אליגוריות החוקים, ספר ב י״זAllegorical Interpretation of Genesis, Book II 17
א׳
1[65] Let us look again at the words, “they were not ashamed.” The words suggest three points for consideration: shamelessness, and shamefastness, and absence of both shamelessness and shamefastness. Shamelessness, then, is peculiar to the worthless man, shamefastness to the man of worth, to feel neither shamefastness nor shamelessness to the man who is incapable of right apprehension and of due assent thereto, and this man is at this moment the prophet’s subject. For he who has not yet attained to the apprehension of good and evil cannot possibly be either shameless or shamefast.
ב׳
2[66] Examples of shamelessness are all those unseemly actions, when the mind uncovers shameful things which it ought to hide from view, and vaunts itself in them and prides itself on them. Even in the case of Miriam, when she spoke against Moses, it is said, “If her father had but spat in her face, should she not feel shame seven days?” (Numb. 12:14).
ג׳
3[67] For veritably shameless and bold was sense-perception in daring to decry and find fault with Moses for that for which he deserved praise. In comparison with him, who was “faithful in all God’s house” (ibid.), sense-perception was set at naught by the God and Father; and it was God Himself who wedded to Moses the Ethiopian woman, who stands for resolve unalterable, intense, and fixed. For this Moses merits high eulogy, that he took to him the Ethiopian woman, even the nature that has been tried by fire and cannot be changed. For, even as in the eye the part that sees is black, so the soul’s power of vision has the title of woman of Ethiopia.
ד׳
4[68] Why then, seeing that results of wickedness are many, has he mentioned only one, that which attends on conduct that is disgraceful, saying “they were not shamed,” but not saying “they did not commit injustice,” or “they did not sin,” or “they did not err”? The reason is not far to seek. By the only true God I deem nothing so shameful as supposing that I exert my mind and senses.
ה׳
5[69] My own mind the author of its exertion? How can it be? Does it know as to itself, what it is or how it came into existence? Sense-perception the origin of the perceiving by sense? How could it be said to be so, seeing that it is beyond the ken either of itself or of the mind? Do you not observe that the mind which thinks that it exercises itself is often found to be without mental power, in scenes of gluttony, drunkenness, folly? Where does the exercise of mind show itself then? And is not perceptive sense often robbed of the power of perceiving?
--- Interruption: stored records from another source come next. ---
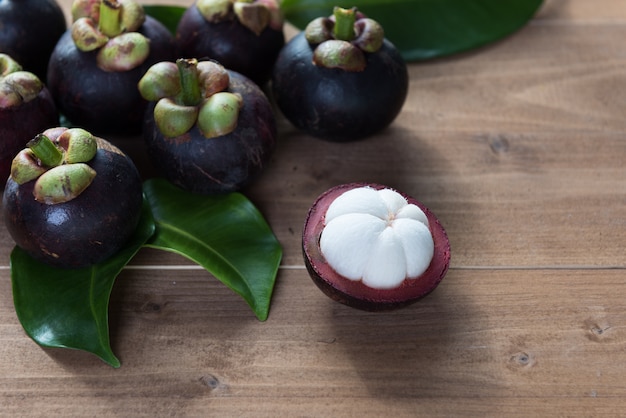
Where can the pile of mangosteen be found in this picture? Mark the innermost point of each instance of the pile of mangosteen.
(198, 96)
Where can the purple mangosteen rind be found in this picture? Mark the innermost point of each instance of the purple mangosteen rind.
(31, 48)
(104, 102)
(86, 230)
(224, 163)
(334, 104)
(19, 124)
(354, 293)
(230, 43)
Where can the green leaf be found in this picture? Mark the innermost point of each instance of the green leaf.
(69, 308)
(225, 234)
(423, 29)
(168, 15)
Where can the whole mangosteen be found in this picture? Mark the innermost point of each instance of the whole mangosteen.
(73, 199)
(97, 63)
(30, 30)
(340, 79)
(26, 108)
(243, 35)
(373, 248)
(208, 130)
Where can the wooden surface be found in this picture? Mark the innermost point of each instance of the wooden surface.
(519, 149)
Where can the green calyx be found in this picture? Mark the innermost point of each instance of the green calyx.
(56, 159)
(16, 86)
(255, 15)
(343, 39)
(110, 27)
(191, 93)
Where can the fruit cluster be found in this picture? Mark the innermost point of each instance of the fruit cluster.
(198, 98)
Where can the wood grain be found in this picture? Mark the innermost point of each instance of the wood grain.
(518, 148)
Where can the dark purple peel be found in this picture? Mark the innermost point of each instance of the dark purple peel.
(222, 164)
(30, 30)
(104, 102)
(85, 230)
(230, 43)
(355, 293)
(20, 124)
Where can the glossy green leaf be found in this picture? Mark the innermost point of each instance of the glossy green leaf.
(225, 234)
(423, 29)
(169, 16)
(69, 308)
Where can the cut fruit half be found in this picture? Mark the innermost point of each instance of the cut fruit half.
(373, 248)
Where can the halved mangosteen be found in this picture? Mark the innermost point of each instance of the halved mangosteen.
(72, 199)
(373, 248)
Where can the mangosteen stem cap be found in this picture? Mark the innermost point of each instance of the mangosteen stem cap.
(8, 65)
(190, 93)
(110, 18)
(344, 23)
(45, 150)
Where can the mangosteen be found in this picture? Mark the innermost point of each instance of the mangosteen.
(30, 30)
(26, 108)
(243, 35)
(373, 248)
(95, 66)
(208, 130)
(340, 79)
(73, 199)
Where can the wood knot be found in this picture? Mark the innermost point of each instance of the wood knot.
(211, 382)
(522, 359)
(498, 144)
(598, 332)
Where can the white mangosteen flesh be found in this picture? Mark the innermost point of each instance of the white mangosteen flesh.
(376, 236)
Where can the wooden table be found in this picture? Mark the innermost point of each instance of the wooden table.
(520, 150)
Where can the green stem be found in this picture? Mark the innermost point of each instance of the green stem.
(110, 18)
(45, 150)
(190, 93)
(344, 23)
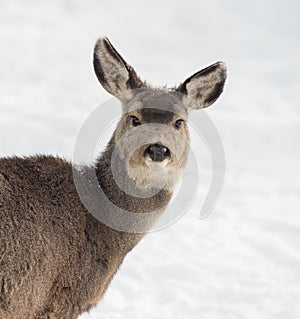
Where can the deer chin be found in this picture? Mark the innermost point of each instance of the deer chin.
(152, 174)
(154, 164)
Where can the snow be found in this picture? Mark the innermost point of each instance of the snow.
(243, 260)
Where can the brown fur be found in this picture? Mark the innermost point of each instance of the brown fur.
(56, 259)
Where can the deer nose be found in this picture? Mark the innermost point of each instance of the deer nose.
(157, 152)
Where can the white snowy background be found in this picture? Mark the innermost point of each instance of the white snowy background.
(243, 260)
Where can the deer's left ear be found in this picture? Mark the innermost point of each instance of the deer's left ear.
(205, 86)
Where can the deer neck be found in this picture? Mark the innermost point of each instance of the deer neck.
(127, 197)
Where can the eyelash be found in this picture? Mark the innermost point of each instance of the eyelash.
(135, 121)
(178, 124)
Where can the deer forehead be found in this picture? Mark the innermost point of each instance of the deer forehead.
(157, 105)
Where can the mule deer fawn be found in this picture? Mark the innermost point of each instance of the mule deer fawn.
(56, 258)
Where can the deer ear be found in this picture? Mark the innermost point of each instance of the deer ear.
(205, 86)
(115, 75)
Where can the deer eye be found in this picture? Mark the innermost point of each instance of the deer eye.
(178, 124)
(135, 121)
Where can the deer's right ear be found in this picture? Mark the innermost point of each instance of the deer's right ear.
(115, 75)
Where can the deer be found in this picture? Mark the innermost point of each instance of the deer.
(57, 258)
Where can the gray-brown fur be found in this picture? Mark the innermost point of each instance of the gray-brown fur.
(56, 258)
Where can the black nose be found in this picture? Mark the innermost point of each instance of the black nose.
(157, 152)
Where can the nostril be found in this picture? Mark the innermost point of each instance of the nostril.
(157, 152)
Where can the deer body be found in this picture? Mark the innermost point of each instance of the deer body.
(56, 258)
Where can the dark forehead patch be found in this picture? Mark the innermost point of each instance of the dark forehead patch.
(159, 105)
(154, 115)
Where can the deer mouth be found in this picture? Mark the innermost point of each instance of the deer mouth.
(157, 153)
There are times when seeing we see not and hearing hear not, whenever the mind, breaking off its attention for a moment, is brought to bear on some other mental object.
ו׳
6[70] So long then as they are naked, the mind without self-exertion, the perceptive sense without perceiving, they have nothing shameful: but when they have begun to apprehend, they fall into shameful and wanton conduct, for they will be found often showing silliness and folly rather than healthy knowledge, not only in times of loathsome surfeit and depression and mad fooling but also in the rest of their life. For when bodily sense is in command, the mind is in a state of slavery heeding none of its proper objects; but when the mind is in the ascendant, the bodily sense is seen to have nothing to do and to be powerless to lay hold of any object of sense-perception.